If a procurement authority chooses, for example, to make the ISO 9001 certificate as an optional requirement, there could be either of the two positive outcomes: the procurement entity could find a bidder without ISO 9001 offering better quality, better price, and better source compared to a bidder with ISO 9001, or the procurement entity could also find a bidder offering better quality, better price, and better source in addition to having ISO 9001 itself. Not having ISO certification must not preclude a bidder from tendering if the bidder can prove that their products and services comply with the customer's requirements and offer competitive prices.
The instance of making the ISO certification requirements mandatory is just one of many more.
The primary aim of public procurement policies is to achieve value for money. The purchasing procedures are to be based on the premises of competitive rate quoting with a goal to promote fair competition.
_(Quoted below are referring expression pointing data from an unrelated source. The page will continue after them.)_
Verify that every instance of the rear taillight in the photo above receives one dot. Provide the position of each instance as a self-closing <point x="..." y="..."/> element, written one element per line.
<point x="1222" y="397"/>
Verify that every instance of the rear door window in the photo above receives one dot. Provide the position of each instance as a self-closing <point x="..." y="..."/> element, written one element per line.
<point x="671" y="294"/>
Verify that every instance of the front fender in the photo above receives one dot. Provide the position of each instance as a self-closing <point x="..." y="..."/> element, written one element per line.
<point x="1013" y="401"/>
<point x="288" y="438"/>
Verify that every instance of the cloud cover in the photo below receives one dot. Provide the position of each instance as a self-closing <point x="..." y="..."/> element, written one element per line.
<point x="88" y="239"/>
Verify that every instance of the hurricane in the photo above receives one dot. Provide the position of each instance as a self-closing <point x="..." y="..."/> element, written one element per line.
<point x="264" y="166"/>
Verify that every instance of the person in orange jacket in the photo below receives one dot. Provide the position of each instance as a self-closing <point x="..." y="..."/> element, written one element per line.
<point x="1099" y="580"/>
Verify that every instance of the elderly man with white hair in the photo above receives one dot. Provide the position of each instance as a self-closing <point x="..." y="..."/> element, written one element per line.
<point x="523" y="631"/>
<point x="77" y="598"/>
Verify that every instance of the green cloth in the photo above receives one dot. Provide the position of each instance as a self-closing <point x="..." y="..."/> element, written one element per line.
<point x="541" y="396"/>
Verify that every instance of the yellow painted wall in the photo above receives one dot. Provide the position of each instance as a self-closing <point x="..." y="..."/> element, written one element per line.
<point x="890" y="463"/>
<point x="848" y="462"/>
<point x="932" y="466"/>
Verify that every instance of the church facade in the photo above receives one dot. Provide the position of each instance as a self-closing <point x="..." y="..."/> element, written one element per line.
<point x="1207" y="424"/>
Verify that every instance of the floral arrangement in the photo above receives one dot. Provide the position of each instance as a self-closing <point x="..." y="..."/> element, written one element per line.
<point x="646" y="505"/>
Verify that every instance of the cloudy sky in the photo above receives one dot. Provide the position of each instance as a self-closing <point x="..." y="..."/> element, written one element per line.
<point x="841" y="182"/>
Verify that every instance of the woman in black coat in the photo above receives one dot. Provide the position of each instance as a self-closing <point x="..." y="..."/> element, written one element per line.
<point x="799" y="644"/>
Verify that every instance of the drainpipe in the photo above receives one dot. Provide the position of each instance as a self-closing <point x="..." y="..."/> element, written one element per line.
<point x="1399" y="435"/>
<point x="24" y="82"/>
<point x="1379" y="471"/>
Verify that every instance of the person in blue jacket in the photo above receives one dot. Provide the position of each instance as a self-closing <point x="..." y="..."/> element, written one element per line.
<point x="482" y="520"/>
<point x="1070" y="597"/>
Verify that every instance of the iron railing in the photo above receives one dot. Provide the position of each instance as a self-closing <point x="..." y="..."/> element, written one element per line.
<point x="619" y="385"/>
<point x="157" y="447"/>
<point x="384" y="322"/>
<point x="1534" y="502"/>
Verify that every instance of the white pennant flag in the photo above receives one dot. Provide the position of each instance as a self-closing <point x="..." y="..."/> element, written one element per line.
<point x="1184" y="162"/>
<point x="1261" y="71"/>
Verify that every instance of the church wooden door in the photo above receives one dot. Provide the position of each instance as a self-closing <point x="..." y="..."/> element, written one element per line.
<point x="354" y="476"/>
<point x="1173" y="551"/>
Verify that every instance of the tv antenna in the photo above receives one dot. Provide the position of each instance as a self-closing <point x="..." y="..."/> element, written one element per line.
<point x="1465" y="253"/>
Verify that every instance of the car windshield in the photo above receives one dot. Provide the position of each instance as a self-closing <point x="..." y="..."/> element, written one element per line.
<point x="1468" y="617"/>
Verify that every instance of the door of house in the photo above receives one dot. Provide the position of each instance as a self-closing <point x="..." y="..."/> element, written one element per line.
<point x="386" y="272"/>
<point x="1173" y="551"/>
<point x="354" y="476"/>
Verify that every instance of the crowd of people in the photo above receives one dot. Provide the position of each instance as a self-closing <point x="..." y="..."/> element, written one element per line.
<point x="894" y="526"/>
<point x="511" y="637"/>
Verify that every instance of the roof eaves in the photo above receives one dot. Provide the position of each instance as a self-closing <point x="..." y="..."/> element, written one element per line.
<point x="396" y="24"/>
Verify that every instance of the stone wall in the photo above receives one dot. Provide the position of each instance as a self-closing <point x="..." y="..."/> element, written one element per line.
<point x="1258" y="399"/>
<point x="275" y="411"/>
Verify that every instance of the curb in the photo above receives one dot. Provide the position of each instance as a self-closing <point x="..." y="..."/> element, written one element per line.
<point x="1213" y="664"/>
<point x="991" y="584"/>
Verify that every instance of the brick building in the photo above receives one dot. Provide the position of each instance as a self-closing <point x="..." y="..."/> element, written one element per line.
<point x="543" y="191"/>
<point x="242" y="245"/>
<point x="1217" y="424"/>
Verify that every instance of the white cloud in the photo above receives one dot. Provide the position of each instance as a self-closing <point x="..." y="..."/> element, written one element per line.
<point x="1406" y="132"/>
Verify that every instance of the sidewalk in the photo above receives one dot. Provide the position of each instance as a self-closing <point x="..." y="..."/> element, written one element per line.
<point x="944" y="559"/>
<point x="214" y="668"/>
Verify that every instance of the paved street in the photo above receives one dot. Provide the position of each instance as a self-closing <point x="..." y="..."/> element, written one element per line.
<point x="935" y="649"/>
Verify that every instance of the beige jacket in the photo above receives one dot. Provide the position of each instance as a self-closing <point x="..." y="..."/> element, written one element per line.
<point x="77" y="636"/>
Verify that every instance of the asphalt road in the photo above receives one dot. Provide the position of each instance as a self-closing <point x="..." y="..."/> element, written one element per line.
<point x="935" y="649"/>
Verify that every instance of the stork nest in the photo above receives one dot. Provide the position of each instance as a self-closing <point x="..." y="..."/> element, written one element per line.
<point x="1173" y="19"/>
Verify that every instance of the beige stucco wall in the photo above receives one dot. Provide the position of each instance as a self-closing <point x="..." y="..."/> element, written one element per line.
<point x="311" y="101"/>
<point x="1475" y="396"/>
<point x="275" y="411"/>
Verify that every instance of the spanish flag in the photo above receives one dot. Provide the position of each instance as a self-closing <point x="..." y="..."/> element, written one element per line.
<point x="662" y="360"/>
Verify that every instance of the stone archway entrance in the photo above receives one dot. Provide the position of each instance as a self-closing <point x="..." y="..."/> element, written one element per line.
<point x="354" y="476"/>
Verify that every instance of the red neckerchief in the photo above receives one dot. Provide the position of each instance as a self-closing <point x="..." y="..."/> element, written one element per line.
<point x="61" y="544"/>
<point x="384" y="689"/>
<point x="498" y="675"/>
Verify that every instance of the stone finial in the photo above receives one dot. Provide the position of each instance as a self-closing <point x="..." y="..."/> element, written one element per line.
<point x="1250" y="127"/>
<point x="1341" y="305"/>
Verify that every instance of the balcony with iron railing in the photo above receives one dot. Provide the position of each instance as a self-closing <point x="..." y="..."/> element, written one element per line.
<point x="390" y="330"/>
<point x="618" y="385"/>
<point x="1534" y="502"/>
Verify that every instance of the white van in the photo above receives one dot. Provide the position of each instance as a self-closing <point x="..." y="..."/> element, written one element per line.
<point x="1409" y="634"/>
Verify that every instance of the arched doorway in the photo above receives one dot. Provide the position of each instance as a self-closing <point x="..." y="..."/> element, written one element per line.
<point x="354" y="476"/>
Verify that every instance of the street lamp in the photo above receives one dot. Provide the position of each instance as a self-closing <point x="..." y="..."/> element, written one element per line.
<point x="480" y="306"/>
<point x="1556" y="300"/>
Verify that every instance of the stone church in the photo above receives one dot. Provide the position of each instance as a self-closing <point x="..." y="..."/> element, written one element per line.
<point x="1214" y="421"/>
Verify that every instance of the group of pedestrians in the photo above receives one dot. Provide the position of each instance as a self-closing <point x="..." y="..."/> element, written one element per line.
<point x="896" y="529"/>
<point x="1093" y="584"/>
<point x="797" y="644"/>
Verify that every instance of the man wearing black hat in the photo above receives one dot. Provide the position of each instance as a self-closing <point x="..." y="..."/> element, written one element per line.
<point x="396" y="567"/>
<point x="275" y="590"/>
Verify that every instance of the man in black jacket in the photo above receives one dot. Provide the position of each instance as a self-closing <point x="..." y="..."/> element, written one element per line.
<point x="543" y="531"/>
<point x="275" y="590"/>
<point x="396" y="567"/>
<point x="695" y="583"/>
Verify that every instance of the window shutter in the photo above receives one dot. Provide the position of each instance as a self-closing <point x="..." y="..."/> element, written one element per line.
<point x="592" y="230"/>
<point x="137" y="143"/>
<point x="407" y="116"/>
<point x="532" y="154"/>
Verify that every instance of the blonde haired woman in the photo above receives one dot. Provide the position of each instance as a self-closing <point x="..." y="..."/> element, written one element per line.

But rigging bids, cartel formation, imposing unreasonable terms in the tender notices, and misinterpreting the procurement rules, etc., compromise the cardinal principle of obtaining the best quality of products and services at a competitive price. The disastrous result: the government buys inferior things at a higher price with taxpayers' money wasted.
A big chunk of Bangladesh's GDP is lost to corruption each year. Some corruptions in the public sector happen in the full glare of publicity; newspapers headline those venalities, people gossip about them, videos and cartoons about those sleazes go viral on the internet and are seen by millions. But most of the mega corruptions go unnoticed because those are committed in the closed-door chambers with intellectual artistry. And clever steps are taken to hush up those misuses of public offices for personal gains or otherwise.
Decades of corruption and distrust of functionaries, who are supposed to guard public interest, have spawned a bewildering variety of cheating tricks and tactics---only to fleece the taxpayers.